CAIR pointed to the killing by IDF forces of three Israeli hostages who were reportedly shirtless and carrying white flags as evidence that the Israeli military is “shooting anything that moves.”
Even President Joe Biden, one of Israel’s staunchest allies, recently criticized Israel for the civilian death toll in Gaza and “indiscriminate” airstrikes by the IDF. A recent report from U.S. intelligence found that nearly half of the airstrikes on Gaza dropped unguided munitions known as “dumb bombs” despite the risk of civilian casualties in densely populated neighborhoods, refugee camps, schools, mosques and medical facilities.
“These war crimes — and the many more that undoubtedly go unreported — carried out by Israel’s apartheid government will continue until the Biden administration joins the international community in forcing an end to the ongoing slaughter, forced starvation and ethnic cleansing in Gaza,” said CAIR National Communications Director Ibrahim Hooper, in a statement.
The Biden administration had its latest chance to intervene on Tuesday as the United Nations Security Council deliberated over an already watered-down draft resolution aimed at pausing the fighting so that food, water and medicine can be delivered to desperate Palestinians as airstrikes, disease, hunger and a dangerous lack of clean water continue to claim lives in Gaza. However, the vote was postponed for further deliberations, and reports suggest the U.S. is leaning toward a veto that would once again block international action.
UN negotiators were racing to come up with language that would avoid a U.S. veto before a scheduled vote on Wednesday, changing “urgent and sustainable cessation of hostilities” to an “urgent suspension of hostilities” — language similar to the resolution that the Security Council passed last month, which secured a brief pause in fighting and airstrikes that allowed for a hostage exchange. Even if the resolution passes, it will not call for the permanent ceasefire that people around the world hope to see.
Secretary of State Antony Blinken told reporters on Wednesday that both the Israeli leadership and the U.S. support another pause in fighting to allow for the release of hostages, but he blamed Hamas for reneging on commitments made in past negotiations and refusing to lay down arms and surrender.
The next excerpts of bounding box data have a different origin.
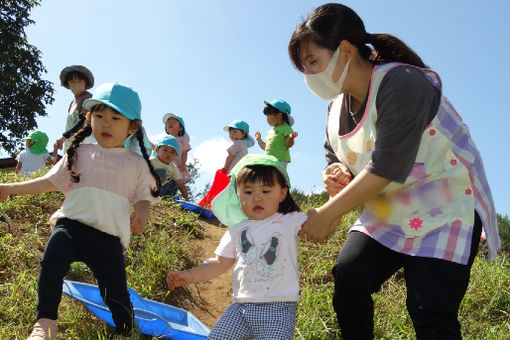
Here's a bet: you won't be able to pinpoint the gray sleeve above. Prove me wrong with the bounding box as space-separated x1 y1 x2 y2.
324 102 340 165
366 66 441 183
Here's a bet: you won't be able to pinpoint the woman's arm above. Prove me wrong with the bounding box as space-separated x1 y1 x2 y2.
299 170 391 242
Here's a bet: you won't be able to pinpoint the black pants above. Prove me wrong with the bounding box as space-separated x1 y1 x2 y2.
37 218 134 335
333 214 482 340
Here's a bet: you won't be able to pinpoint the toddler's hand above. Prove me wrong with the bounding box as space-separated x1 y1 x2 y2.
166 270 192 290
322 163 352 197
0 184 11 202
129 212 147 235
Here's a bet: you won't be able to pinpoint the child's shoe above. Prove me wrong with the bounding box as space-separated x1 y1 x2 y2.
27 318 57 340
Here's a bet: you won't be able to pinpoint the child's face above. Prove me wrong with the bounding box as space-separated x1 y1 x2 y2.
91 108 132 149
228 128 246 141
237 178 288 220
67 75 87 96
266 112 283 126
156 145 177 164
165 117 182 137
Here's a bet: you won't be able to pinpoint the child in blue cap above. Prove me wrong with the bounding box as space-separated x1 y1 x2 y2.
166 155 307 340
163 113 191 182
223 120 255 173
151 135 189 201
16 130 57 177
0 83 160 339
255 99 298 168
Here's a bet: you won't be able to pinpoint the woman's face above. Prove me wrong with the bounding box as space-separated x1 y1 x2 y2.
299 41 334 74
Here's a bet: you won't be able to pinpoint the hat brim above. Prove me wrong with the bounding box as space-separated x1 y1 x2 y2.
60 65 94 90
83 98 138 120
163 113 186 129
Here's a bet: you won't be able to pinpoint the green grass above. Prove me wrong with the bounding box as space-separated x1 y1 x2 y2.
0 172 510 339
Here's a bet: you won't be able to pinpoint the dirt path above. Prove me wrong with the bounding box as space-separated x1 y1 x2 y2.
186 219 233 328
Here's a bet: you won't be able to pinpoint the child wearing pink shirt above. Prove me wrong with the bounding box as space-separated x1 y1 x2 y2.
0 83 160 340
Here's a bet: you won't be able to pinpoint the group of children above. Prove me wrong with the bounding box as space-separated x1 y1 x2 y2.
0 65 307 340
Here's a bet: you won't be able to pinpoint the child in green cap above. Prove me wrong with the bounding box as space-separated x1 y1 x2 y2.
166 154 307 340
16 130 57 177
255 99 298 169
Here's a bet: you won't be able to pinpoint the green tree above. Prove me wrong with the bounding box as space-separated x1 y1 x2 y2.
0 0 54 155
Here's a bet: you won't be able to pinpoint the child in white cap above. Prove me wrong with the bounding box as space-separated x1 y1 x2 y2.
151 135 189 201
223 120 255 173
16 130 57 177
0 83 160 340
166 155 307 340
255 99 298 169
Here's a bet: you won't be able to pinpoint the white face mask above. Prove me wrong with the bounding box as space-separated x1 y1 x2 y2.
305 46 351 99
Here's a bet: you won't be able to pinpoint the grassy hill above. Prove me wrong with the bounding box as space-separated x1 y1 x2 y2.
0 173 510 339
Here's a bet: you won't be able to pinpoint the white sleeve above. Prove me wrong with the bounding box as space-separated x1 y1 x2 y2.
214 230 236 259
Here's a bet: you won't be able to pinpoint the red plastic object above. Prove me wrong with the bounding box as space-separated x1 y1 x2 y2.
198 169 230 209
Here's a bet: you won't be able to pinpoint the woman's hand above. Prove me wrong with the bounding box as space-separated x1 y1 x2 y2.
322 162 352 197
299 208 342 243
166 270 193 290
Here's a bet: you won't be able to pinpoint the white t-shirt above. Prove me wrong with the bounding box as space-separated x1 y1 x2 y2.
227 140 248 173
16 150 51 177
215 212 307 302
44 144 159 248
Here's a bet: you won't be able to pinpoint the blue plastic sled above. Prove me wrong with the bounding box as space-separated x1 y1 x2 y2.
174 200 214 218
62 280 209 340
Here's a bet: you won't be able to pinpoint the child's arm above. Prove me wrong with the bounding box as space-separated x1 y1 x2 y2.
166 256 236 290
181 151 188 171
174 179 189 201
0 177 57 201
255 131 266 150
285 131 298 148
15 162 23 175
223 152 234 171
130 201 151 234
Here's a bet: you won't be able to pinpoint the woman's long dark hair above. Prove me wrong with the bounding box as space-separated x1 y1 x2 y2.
236 165 301 214
67 104 161 197
289 3 427 72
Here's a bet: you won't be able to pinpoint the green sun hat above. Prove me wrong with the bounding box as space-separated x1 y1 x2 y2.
22 130 49 155
211 154 290 227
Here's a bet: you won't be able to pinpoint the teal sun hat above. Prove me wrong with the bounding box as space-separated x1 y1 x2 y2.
83 83 142 120
163 113 186 129
264 99 294 126
223 120 255 148
154 135 181 156
211 154 290 227
22 130 49 155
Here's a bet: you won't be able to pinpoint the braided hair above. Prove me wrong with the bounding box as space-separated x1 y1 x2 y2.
135 129 161 197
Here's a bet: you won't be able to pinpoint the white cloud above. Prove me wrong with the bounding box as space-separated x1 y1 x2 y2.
190 137 231 176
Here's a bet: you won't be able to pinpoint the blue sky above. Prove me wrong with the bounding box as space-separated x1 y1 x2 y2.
15 0 510 215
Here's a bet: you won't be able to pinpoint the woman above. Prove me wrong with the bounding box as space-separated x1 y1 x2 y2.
289 4 500 339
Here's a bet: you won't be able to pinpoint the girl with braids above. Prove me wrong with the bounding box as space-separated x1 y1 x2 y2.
289 4 500 339
0 83 160 339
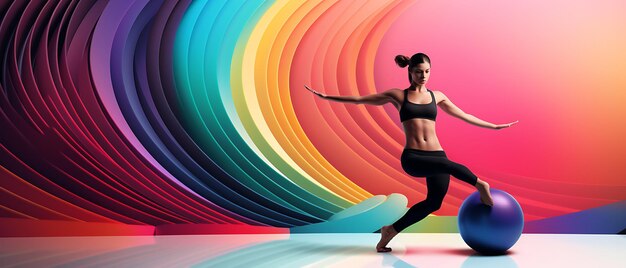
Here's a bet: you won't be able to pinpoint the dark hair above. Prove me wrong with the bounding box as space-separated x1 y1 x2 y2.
395 53 430 83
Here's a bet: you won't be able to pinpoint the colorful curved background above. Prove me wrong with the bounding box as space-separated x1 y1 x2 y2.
0 0 626 234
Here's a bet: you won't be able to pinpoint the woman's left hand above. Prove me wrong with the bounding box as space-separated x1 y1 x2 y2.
494 120 519 129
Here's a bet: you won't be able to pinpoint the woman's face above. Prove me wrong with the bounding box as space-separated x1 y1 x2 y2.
410 62 430 85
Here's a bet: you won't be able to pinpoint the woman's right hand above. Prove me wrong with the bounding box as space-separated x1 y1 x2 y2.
304 85 326 99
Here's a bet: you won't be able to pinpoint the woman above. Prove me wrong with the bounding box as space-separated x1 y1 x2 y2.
305 53 518 252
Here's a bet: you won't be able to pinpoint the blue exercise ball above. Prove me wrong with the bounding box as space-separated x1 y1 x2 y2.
458 189 524 255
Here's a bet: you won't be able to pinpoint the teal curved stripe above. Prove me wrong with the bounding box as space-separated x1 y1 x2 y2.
213 2 352 207
174 1 339 222
290 194 408 234
200 0 341 215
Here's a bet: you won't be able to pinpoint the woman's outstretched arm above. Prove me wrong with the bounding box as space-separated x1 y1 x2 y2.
304 85 393 105
439 93 519 129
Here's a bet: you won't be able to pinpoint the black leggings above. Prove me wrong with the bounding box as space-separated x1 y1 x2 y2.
393 148 478 232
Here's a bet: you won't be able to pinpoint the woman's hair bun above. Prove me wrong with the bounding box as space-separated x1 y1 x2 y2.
395 55 410 68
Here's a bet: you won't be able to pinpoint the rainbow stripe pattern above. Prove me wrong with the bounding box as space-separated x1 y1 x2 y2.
0 0 626 236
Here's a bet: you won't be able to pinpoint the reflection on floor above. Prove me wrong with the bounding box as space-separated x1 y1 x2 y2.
0 234 626 268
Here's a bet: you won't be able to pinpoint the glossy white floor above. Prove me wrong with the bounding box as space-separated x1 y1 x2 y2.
0 234 626 268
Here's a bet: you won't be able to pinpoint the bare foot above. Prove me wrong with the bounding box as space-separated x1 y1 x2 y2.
476 179 493 207
376 225 398 252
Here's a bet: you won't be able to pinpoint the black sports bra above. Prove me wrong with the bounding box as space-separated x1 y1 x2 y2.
400 89 437 122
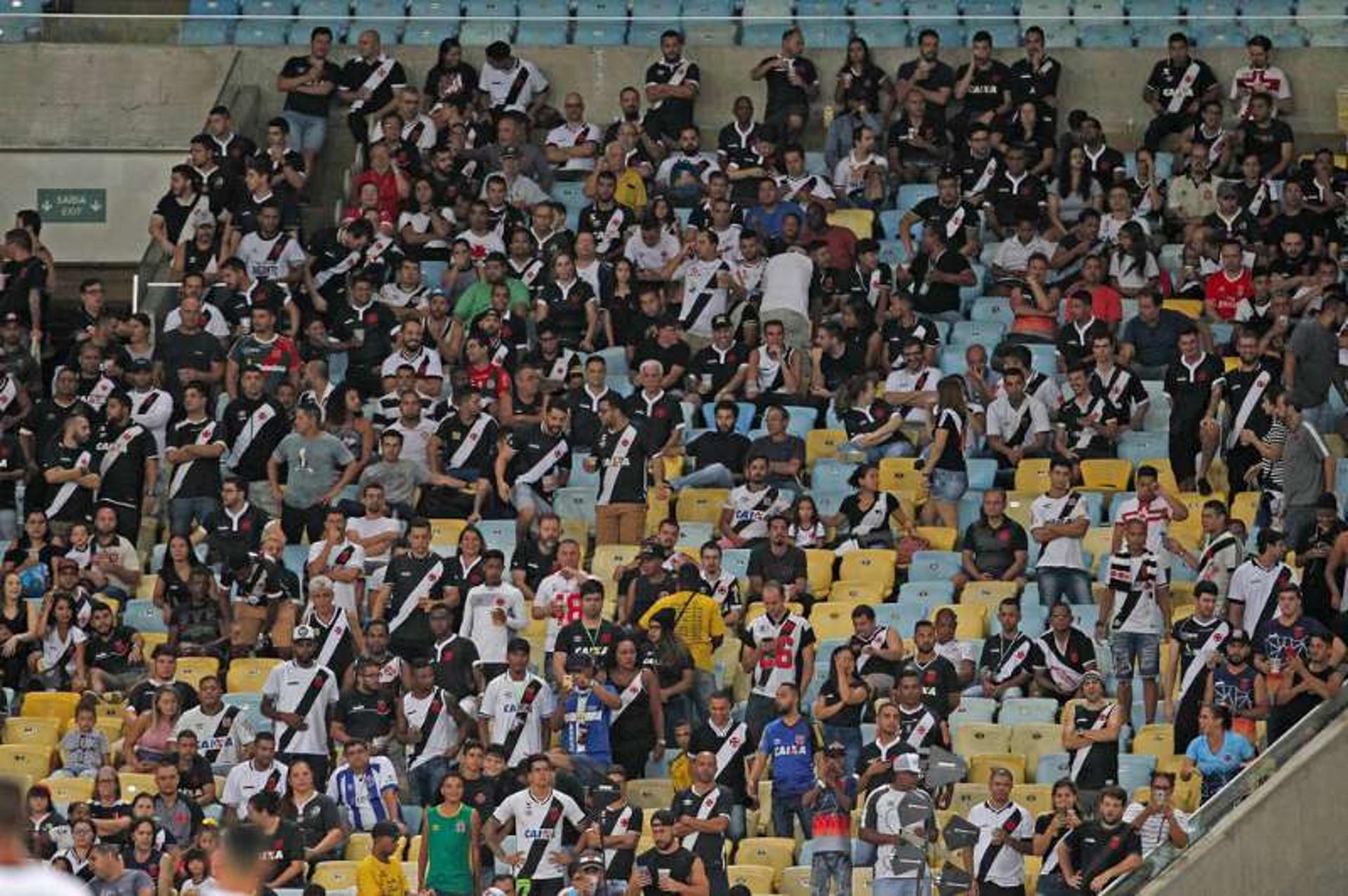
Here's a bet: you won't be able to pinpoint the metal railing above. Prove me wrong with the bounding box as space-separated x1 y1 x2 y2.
1104 687 1348 896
“It’s clear that the conflict will move and needs to move to a lower intensity phase, and we expect to see and want to see a shift to more targeted operations with a smaller number of forces,” Blinken said.
Meanwhile, the list of war crimes allegations goes on. Video reports tell of the IDF bulldozing medical tents with injured civilians, allegedly burying them alive. Two hospitals in northern Gaza, which suffered for days under a siege enforced by deadly Israeli snipers, were then shut down by IDF raids and the mass arrest and detention of medical workers, according to Doctors Without Borders and social media posts from Gaza health officials. As of Tuesday, a dozen medical staffers from the al-Awda Hospital were still under arrest after the IDF besieged and raided the facility, including hospital manager Ahmed Muhanna.
At least 29 Palestinians were reportedly killed in an airstrike in Rafah on Tuesday, an area designated as a southern “safe zone” for civilians by the Israeli government. There are also widespread reports of abuse, torture and death among Palestinians detained by Israeli forces.
The IDF claims to be hunting Hamas fighters hiding in these “safe zones” and medical facilities, a charge that both detained medical workers and Gaza health officials have denied.
The number of deaths reported by the Gaza Ministry of Health is reaching 20,000 people, with thousands more buried under the rubble of bombed buildings. About 1,200 people were killed and 240 taken hostage in the October 7 attack on southern Israel that sparked the IDF’s unprecedented retaliation against the people of Gaza.
“There must be a ceasefire now,” Hooper said.